Thursday, July 10, 2008

It's like someone's erased my memory

I don't know what it is, but for the last few days I've felt sort of at a loose end, with lots of time on my hands. It's as if I'd previously been doing something that took up a lot of my time on a daily basis, but now I'm not and I need to find something to fill all the time I'd previously devoted to it. But what is it? I've been sitting around doing absolutely nothing for months now!

Job-hunting? That didn't take up too much of my time, and I seem to have spent a lot of time today anyway fending off calls from people who've seen my CV on Monster and want to offer me jobs. Seriously, they all seem to have come along at once lately!

Memory training? I haven't done too much of that just lately, but I've been pretty good about training at weekends and I don't normally feel vacant after not doing anything for a couple of days.

I think it must just be that I've officially got a job now, so I'm feeling like not working on a weekday is strange and gives me lots of spare time. Or perhaps I've been on secret government work of some kind and my memory has been blanked out. I like that second theory best.

2 comments:

Anonymous said...

Yes. I'm sure you have been working at Bletchley Park in collusion with Stella Rimington at MI5. Yes, it all makes sense now ! Memorising and cracking codes but I promise not to tell anyone. Oops, sorry Ben. Britain is at least a safer place now that you have been protecting us from the dastardly deeds of the evil wrong do-ers !

Dai

ps. Does anyone need a lift from the M4 up to London for the UK Open Memory ?
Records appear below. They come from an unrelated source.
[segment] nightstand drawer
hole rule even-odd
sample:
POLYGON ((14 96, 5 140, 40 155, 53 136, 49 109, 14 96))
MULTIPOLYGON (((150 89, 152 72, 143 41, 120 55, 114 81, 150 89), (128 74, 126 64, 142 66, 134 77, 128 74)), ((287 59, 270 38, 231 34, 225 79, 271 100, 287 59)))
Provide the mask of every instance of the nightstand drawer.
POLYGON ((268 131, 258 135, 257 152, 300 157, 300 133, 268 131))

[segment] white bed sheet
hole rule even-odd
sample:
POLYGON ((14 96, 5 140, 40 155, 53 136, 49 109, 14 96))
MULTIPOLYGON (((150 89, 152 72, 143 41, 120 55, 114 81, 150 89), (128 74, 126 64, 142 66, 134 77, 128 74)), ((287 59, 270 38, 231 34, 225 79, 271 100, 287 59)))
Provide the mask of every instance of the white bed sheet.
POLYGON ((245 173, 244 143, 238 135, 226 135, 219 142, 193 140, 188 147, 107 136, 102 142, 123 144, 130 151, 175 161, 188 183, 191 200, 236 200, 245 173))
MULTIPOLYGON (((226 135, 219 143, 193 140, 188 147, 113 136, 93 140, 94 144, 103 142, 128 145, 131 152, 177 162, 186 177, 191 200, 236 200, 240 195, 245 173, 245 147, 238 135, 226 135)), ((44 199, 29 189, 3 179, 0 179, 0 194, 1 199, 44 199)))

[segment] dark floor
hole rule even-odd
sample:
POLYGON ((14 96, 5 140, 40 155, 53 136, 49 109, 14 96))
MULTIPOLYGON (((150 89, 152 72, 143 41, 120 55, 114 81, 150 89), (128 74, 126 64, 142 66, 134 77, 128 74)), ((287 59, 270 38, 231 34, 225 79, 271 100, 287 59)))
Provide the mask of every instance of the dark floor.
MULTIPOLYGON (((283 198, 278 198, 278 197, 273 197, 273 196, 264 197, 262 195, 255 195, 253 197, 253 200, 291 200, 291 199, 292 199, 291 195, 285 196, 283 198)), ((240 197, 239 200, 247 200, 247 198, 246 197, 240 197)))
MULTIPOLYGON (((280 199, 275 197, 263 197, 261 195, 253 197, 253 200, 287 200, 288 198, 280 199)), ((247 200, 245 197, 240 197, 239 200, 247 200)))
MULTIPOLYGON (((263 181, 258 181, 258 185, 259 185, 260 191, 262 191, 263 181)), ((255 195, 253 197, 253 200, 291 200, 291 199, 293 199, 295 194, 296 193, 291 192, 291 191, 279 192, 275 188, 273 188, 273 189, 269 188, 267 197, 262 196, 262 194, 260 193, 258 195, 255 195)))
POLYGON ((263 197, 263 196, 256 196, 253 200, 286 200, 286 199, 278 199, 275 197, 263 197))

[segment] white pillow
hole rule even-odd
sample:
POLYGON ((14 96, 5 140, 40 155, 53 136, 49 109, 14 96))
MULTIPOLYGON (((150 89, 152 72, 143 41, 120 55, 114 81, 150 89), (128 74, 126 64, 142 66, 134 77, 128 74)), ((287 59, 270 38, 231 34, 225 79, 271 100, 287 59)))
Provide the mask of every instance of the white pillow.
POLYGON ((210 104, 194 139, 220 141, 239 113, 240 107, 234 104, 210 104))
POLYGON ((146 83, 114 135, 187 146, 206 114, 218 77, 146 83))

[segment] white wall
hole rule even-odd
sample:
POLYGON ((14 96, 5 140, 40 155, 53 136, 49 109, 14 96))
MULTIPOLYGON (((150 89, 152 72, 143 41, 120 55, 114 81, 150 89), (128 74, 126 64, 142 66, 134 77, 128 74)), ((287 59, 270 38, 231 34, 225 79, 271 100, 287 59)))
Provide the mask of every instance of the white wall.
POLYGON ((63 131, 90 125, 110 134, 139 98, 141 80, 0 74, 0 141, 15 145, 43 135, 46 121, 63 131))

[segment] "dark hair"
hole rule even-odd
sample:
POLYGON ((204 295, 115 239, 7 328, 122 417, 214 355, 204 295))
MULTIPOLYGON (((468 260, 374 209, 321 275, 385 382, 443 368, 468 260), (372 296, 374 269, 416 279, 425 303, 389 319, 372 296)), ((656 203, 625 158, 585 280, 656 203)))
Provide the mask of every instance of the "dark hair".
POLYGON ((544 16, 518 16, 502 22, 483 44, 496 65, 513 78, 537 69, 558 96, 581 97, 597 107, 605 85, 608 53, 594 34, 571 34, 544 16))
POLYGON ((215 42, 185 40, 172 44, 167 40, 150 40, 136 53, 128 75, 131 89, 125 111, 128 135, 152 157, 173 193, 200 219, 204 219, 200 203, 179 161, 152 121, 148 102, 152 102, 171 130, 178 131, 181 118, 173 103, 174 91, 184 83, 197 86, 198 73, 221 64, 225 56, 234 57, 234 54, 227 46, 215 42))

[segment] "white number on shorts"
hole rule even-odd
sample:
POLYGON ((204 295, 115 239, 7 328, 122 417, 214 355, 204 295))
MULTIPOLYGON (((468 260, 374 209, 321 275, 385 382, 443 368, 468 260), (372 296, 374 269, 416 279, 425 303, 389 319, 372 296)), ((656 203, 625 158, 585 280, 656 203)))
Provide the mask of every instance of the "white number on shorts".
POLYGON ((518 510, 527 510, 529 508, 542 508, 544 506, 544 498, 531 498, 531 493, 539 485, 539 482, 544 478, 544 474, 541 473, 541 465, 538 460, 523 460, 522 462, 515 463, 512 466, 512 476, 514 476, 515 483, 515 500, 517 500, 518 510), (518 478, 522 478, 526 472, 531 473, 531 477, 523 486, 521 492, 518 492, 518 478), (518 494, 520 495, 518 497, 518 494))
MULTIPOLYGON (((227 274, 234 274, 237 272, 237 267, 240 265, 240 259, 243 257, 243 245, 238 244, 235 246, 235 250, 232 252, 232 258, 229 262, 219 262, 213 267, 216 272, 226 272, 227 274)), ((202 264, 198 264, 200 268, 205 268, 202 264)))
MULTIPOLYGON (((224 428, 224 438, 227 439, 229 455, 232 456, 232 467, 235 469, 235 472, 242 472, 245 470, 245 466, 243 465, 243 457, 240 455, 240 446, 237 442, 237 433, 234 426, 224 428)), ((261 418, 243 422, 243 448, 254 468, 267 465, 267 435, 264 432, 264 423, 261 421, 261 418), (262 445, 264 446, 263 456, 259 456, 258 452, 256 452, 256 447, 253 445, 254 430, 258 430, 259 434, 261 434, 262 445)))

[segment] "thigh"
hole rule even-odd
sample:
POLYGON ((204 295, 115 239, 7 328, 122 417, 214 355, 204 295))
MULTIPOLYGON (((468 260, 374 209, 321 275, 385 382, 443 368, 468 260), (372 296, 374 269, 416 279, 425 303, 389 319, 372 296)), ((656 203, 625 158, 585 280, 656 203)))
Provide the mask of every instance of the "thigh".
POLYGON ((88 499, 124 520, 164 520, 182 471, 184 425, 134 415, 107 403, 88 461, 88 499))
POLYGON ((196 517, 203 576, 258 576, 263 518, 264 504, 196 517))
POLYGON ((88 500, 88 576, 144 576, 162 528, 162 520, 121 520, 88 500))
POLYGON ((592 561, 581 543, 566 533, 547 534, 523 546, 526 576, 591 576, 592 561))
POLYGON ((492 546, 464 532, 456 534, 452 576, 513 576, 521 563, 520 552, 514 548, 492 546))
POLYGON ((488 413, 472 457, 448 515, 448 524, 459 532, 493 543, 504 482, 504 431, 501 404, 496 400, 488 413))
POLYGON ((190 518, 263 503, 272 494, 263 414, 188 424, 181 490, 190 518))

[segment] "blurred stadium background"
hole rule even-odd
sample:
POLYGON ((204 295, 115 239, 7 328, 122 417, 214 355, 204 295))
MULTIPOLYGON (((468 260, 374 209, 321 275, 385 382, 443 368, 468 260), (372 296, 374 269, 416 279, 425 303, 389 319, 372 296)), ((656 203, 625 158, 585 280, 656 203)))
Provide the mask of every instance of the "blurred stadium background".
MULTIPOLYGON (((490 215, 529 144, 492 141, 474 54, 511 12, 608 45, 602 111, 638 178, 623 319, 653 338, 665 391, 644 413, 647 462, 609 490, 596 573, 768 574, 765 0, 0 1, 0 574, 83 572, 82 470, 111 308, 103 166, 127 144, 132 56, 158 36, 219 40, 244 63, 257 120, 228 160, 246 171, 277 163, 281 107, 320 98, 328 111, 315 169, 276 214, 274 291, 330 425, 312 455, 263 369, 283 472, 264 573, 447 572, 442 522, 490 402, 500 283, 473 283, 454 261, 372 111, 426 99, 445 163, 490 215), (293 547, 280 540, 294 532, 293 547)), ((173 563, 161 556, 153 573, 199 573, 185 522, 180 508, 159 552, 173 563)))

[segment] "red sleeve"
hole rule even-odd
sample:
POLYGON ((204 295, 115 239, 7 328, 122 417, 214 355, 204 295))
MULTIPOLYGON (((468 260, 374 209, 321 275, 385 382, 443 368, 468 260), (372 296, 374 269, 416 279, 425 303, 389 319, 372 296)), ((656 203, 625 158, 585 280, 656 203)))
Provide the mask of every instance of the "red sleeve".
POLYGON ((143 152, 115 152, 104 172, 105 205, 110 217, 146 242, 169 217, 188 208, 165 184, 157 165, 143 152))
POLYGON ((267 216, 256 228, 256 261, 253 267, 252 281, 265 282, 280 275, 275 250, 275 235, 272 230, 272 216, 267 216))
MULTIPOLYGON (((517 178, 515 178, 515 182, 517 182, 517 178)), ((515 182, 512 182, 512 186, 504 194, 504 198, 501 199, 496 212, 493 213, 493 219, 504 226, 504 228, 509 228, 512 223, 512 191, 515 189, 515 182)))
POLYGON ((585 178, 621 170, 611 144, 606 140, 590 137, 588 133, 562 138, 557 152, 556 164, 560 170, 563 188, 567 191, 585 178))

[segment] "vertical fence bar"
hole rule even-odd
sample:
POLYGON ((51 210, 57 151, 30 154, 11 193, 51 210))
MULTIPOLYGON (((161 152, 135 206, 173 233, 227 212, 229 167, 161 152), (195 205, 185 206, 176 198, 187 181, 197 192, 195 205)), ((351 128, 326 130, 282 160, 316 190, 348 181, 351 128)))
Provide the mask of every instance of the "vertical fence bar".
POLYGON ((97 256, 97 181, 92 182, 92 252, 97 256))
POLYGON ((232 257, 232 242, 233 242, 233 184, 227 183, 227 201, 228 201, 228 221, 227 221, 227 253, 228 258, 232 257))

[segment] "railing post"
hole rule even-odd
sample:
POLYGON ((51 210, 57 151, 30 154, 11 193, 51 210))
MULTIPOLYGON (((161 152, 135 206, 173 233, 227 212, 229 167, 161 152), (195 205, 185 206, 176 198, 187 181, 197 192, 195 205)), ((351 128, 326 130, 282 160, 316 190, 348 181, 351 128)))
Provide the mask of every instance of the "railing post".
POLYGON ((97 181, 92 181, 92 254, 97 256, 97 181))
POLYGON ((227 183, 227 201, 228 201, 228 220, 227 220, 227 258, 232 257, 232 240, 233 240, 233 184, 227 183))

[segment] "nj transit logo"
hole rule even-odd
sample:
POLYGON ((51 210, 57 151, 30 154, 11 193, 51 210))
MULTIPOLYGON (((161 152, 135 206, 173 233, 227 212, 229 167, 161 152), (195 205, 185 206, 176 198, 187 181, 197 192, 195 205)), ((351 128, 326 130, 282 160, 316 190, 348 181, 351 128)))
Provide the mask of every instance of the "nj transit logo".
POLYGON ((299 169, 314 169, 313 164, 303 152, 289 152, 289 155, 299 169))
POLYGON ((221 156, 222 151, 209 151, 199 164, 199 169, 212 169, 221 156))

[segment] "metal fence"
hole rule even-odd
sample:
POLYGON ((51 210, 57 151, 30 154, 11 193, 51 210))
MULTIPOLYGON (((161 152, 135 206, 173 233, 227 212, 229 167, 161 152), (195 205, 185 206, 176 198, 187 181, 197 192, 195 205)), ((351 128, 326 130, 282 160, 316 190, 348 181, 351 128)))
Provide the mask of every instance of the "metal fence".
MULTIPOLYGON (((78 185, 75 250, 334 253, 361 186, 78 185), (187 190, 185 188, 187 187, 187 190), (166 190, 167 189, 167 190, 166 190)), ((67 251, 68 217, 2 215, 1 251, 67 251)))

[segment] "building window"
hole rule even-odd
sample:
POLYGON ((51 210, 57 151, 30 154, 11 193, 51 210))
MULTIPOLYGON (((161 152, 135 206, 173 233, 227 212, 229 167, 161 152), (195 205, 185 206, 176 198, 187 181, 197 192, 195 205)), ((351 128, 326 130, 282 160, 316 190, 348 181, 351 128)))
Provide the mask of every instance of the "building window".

Hotel is 40 quid for a double room sharing so that's just 20 quid a night if you want to do that too.

Josh said...

This has nothing to do with this blog but were you at the MCWC this year? Also have you ever tested the strength of your methods using the 24 hour test. Recall everything you've learnt in a single session the following day with NO rehearsal. It really improves long term memory though I would only use it on stuff you might want to actually know (like the cubes of two digit numbers? - always good).